I could sell my livestock and convert my 30 gallon Juwel I suppose. Once I go marine my cichlids won't get any attention anyway.. :roll:

I was originally thinking of putting my cichlids in the new 150 and use the 30 as a small marine, but using the 150 will make things a hell of a lot more manageable. 

Right, it's question time then, before I'm totally convinced..
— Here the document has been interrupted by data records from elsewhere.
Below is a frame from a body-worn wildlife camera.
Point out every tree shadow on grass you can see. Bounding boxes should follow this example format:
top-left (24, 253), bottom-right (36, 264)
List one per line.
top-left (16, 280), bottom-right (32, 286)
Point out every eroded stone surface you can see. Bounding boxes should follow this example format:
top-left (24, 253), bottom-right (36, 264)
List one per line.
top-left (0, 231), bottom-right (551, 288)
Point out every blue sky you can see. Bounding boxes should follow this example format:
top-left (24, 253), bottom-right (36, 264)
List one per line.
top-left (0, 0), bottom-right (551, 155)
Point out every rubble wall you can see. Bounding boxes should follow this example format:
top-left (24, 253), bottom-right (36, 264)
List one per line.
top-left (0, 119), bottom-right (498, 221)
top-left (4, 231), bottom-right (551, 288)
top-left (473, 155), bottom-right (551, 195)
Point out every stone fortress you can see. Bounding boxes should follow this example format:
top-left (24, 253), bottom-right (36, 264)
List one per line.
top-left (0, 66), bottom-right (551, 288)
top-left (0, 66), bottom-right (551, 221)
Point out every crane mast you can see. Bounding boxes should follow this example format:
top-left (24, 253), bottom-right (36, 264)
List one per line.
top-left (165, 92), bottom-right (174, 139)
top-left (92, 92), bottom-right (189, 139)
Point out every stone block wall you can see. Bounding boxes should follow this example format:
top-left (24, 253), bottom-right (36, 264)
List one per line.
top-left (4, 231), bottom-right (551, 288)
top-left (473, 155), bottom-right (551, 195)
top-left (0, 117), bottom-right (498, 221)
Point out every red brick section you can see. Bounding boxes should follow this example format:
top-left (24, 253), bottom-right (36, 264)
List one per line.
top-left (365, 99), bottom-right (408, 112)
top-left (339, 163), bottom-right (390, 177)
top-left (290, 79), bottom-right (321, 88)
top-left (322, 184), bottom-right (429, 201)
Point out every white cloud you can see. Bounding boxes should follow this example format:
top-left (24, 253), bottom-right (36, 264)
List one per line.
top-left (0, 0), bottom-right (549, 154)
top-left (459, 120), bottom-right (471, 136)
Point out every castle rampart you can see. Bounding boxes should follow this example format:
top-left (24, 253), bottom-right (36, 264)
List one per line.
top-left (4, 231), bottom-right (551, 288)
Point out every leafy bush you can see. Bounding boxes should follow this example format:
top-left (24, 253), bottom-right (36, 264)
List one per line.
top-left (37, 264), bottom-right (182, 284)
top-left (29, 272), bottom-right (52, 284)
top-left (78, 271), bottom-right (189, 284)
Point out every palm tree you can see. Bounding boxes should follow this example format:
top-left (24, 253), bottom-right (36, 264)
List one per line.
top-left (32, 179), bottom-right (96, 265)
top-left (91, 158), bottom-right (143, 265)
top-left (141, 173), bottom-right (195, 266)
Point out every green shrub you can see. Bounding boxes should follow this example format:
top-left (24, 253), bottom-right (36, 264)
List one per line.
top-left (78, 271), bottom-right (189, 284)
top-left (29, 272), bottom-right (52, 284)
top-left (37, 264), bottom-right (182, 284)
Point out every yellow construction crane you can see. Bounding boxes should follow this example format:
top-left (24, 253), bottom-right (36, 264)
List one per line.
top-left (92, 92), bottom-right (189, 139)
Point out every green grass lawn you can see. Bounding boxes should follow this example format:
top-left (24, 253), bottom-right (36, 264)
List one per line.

1) Is RO water necessary for a FOWLR? 
2) What does a QT consist of in marine, how is it run and what does it consist of?
3) How much live rock will I need in my 150?
4) How long does it need to be running (roughly) before I can add fish?
5) How it is possible to make regular rock into live rock?
6) Any stocking ideas? 


And another question in regards to overflow plumbing. The tank is already drilled (bonus!). Why does the pipe behind the overflows in the corners of your tank, pasfur, face downwards at the end of it?


----------



## Pasfur (Mar 29, 2008)

willieturnip said:


> 1) Is RO water necessary for a FOWLR?
> 2) What does a QT consist of in marine, how is it run and what does it consist of?
> 3) How much live rock will I need in my 150?
> 4) How long does it need to be running (roughly) before I can add fish?
> ...


1) No. I use tap and Amquel in my FOWLR. Always have.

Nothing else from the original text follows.